# RuntimeError: Trying to backward through the graph a second time, but the saved intermediate results have already been freed, even though graph gets update at each loop

I seem to encounter this error even though a new graph seems to be generated at every iteration of the main training loop. I used intermediate nodes of the graph to calculate the loss function but the loss function it self is a scalar. The script is constructed in a way that accomodates a discrete wavelet transform, and the training generates better filter bank coefficients with respect to some criteria.
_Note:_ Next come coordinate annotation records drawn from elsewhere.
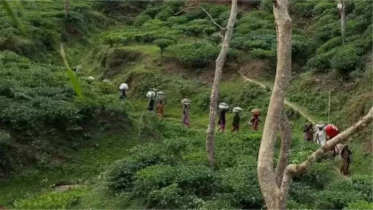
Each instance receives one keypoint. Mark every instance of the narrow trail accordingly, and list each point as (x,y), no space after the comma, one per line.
(287,102)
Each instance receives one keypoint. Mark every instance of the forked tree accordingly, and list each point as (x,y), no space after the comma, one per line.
(219,64)
(275,183)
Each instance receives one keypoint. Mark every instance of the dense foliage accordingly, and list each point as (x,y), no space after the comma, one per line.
(175,174)
(38,108)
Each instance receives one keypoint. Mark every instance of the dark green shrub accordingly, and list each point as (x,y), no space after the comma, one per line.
(167,197)
(216,39)
(121,175)
(329,199)
(332,43)
(345,60)
(364,184)
(303,9)
(177,19)
(210,30)
(264,54)
(327,31)
(154,178)
(359,205)
(193,55)
(242,182)
(301,193)
(321,62)
(53,200)
(196,179)
(164,14)
(214,10)
(318,176)
(141,19)
(322,6)
(163,43)
(222,201)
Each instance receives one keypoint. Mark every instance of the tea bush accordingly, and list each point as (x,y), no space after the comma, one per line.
(193,55)
(345,60)
(163,43)
(364,184)
(53,200)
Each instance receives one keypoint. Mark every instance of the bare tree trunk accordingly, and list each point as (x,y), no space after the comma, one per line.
(66,7)
(215,86)
(343,19)
(297,169)
(266,174)
(286,140)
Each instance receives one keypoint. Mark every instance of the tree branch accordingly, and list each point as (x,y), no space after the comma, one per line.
(221,28)
(286,139)
(305,166)
(219,64)
(181,11)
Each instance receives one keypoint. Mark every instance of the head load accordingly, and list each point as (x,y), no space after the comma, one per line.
(237,109)
(186,101)
(256,111)
(150,94)
(123,86)
(331,131)
(223,106)
(161,96)
(320,125)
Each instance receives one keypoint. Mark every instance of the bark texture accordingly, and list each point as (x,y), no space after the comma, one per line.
(275,185)
(219,64)
(343,19)
(267,180)
(286,140)
(66,7)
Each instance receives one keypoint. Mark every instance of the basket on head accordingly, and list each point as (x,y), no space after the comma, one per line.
(186,101)
(150,94)
(320,125)
(123,86)
(237,109)
(223,106)
(256,111)
(161,96)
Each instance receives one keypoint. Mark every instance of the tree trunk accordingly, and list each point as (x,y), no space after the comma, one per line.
(215,87)
(286,140)
(343,19)
(266,174)
(66,7)
(297,169)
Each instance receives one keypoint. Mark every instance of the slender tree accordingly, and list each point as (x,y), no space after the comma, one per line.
(342,14)
(267,180)
(219,64)
(66,7)
(275,183)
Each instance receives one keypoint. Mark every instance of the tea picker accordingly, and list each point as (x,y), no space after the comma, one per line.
(254,121)
(90,79)
(123,88)
(186,106)
(161,98)
(236,118)
(151,95)
(320,134)
(222,120)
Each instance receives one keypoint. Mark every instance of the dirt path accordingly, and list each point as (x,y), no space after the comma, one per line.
(288,103)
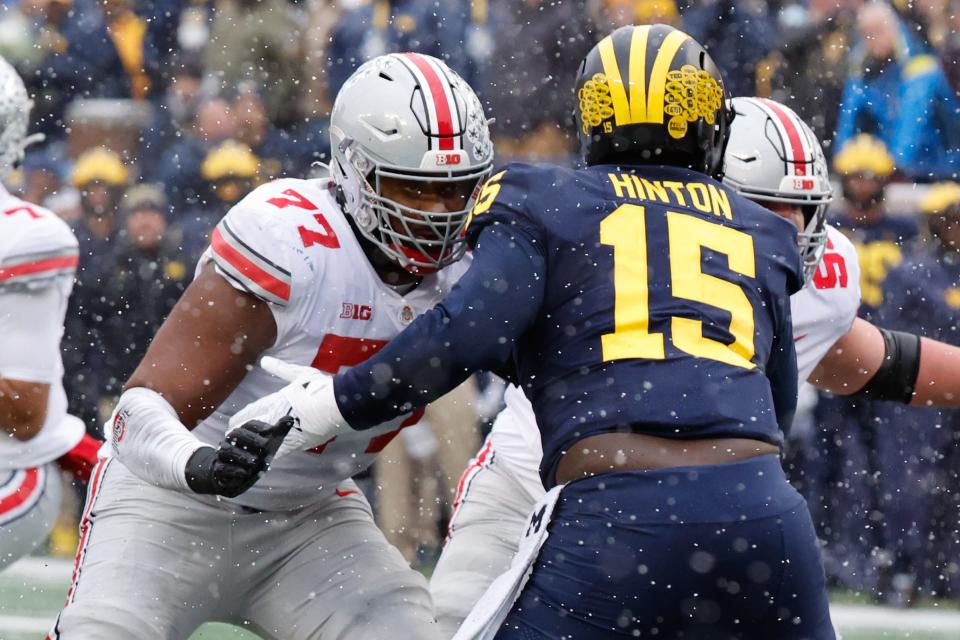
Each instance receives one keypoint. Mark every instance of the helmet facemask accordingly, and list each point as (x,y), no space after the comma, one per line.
(812,240)
(420,241)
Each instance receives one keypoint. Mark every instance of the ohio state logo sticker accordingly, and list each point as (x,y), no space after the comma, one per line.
(120,426)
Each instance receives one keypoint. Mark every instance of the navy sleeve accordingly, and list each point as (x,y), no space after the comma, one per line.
(474,328)
(782,369)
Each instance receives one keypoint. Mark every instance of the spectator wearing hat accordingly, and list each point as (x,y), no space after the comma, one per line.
(530,75)
(229,171)
(258,41)
(738,34)
(174,108)
(807,71)
(384,26)
(865,167)
(281,154)
(179,168)
(147,276)
(101,177)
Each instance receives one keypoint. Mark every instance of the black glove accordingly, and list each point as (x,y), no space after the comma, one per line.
(242,457)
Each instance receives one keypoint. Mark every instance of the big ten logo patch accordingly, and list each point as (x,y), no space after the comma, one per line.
(448,159)
(352,311)
(120,426)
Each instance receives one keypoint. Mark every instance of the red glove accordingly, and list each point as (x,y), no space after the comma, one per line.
(82,458)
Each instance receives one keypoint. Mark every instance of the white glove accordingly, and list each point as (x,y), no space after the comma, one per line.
(309,398)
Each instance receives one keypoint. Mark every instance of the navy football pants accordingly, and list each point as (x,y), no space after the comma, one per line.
(699,553)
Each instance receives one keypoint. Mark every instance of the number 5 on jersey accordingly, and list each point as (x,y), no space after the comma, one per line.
(625,230)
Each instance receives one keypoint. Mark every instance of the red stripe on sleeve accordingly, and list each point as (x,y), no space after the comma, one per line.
(22,493)
(343,351)
(39,266)
(799,159)
(440,102)
(250,270)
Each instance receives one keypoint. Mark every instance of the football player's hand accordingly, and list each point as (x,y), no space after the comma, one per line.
(308,399)
(243,456)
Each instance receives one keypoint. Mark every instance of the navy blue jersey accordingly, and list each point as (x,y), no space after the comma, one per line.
(649,299)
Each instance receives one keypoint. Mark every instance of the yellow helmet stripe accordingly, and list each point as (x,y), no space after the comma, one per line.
(608,57)
(658,75)
(638,74)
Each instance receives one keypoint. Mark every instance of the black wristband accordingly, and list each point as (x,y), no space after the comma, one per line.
(896,378)
(199,470)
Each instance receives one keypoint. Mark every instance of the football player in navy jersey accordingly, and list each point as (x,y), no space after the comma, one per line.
(645,309)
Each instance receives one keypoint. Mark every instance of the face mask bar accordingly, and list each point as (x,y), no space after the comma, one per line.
(420,241)
(812,241)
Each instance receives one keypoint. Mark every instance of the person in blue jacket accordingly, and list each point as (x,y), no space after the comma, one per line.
(644,308)
(901,95)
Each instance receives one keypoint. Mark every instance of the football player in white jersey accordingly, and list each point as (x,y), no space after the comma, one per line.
(773,158)
(38,257)
(184,525)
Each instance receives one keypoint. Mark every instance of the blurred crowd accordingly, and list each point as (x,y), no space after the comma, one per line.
(158,115)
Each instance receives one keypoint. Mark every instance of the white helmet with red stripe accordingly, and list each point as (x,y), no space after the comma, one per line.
(409,117)
(773,156)
(15,107)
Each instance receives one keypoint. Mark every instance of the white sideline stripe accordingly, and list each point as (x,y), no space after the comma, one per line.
(845,616)
(37,569)
(23,624)
(855,617)
(848,617)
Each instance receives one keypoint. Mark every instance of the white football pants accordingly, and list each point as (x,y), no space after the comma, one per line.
(155,563)
(29,506)
(492,508)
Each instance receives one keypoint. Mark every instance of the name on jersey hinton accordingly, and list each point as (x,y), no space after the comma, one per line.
(697,195)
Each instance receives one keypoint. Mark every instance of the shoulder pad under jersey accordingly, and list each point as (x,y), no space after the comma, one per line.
(36,246)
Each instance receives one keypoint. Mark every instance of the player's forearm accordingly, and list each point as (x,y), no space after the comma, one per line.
(851,362)
(938,380)
(472,329)
(150,440)
(23,407)
(203,350)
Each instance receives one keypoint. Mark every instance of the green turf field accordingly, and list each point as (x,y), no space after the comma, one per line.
(32,591)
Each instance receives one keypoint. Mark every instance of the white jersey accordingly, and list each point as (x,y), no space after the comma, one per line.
(823,311)
(38,257)
(289,243)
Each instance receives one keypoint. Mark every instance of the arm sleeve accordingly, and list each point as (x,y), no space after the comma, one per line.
(474,328)
(240,247)
(782,370)
(31,325)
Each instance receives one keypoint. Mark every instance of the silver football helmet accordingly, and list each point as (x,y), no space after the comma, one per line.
(773,156)
(15,107)
(408,117)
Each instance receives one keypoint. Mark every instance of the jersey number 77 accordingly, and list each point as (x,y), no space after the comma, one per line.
(625,230)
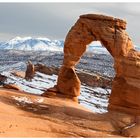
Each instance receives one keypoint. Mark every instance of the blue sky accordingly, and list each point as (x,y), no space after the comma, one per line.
(53,20)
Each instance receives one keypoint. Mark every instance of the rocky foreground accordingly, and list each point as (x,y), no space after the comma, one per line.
(25,115)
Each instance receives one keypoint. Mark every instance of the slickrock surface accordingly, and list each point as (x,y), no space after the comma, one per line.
(26,115)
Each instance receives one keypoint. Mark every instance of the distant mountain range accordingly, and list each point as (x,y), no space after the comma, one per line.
(45,44)
(33,44)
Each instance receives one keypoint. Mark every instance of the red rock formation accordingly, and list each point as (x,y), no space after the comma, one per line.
(125,95)
(111,33)
(30,71)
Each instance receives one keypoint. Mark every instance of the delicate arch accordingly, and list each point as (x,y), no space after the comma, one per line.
(111,33)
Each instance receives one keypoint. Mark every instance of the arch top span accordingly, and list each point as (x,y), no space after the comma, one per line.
(111,33)
(119,22)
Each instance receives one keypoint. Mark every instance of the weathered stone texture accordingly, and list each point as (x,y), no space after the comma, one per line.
(111,33)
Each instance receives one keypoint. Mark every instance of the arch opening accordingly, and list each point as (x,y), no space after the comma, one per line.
(95,71)
(111,33)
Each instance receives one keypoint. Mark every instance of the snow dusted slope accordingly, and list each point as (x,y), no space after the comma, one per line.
(95,99)
(33,44)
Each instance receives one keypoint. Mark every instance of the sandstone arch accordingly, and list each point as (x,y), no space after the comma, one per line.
(111,33)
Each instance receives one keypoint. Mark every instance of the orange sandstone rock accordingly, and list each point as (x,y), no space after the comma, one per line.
(111,33)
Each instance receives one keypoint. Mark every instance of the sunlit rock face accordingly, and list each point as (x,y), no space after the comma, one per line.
(111,33)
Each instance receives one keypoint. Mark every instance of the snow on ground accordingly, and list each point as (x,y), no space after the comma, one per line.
(95,99)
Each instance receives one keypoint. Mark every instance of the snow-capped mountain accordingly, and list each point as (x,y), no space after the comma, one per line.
(33,44)
(45,44)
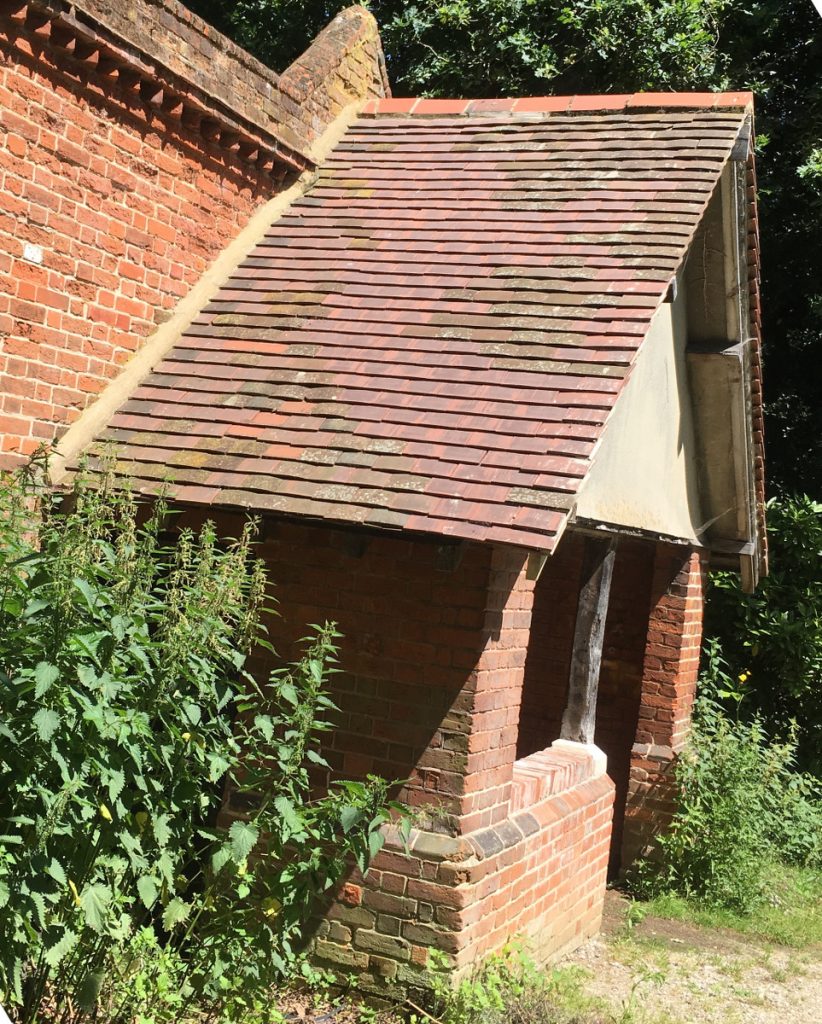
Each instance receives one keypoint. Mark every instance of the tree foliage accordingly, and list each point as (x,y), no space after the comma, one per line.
(774,636)
(504,47)
(127,887)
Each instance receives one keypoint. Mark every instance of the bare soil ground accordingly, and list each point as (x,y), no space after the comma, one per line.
(668,972)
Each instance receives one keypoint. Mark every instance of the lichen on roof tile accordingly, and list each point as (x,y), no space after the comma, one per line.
(432,338)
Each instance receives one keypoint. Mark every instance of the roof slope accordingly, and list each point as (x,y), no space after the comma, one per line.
(433,337)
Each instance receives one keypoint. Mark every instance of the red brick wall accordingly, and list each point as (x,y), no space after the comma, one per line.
(412,620)
(128,211)
(539,873)
(668,686)
(111,209)
(432,660)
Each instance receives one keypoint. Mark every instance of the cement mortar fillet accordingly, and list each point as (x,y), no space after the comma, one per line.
(95,418)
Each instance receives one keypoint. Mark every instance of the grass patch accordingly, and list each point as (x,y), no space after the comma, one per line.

Here is the script:

``````import pywt as wt
import numpy as np
import torch
import pandas as pd
from matplotlib import pyplot as plt
import torch.nn.functional as F

w = wt.Wavelet('db2')
dec_lo, dec_hi, rec_lo, rec_hi = w.filter_bank

def WaveletLoss(ho, go, energy_coefficients):
# Define loss function members
L1 = (torch.sum(ho) - np.sqrt(2))**2   # Loss for S(H) = sqrt(2)
L1 = L1 + (torch.sum(go)**2)              # Loss for S(G) = 0
hb = torch.cat((ho, torch.zeros(1, 1, ho.shape[2] - 2)), 2)
opts = torch.zeros(1, 1, int(ho.shape[2]/2))
opts[0, 0, 0] = 1
conv = F.conv1d(hb, ho)
conv = conv[:, :, 0::2]
L1 = L1 + torch.sum((conv - opts)**2)      # Loss for H orthnormality
gb = torch.cat((go, torch.zeros(1, 1, go.shape[2] - 2)), 2)
conv = F.conv1d(gb, go)
conv = conv[:, :, 0::2]
L1 = L1 + torch.sum((conv - opts)**2)      # Loss for G orthonormality
conv = F.conv1d(gb, ho)
conv = conv[:, :, 0:2]
opts = torch.zeros(1, 1, conv.shape[2])
L1 = L1 + (torch.sum((conv - opts)**2))
# Gain for quadratic orthonormality constraints
K1 = 10
L1 = K1*L1

# Wavelet Energy Entropy

### 111 ### Total Energy calculation
total_energy = torch.sum(energy_coefficients**2, 2, keepdim=True)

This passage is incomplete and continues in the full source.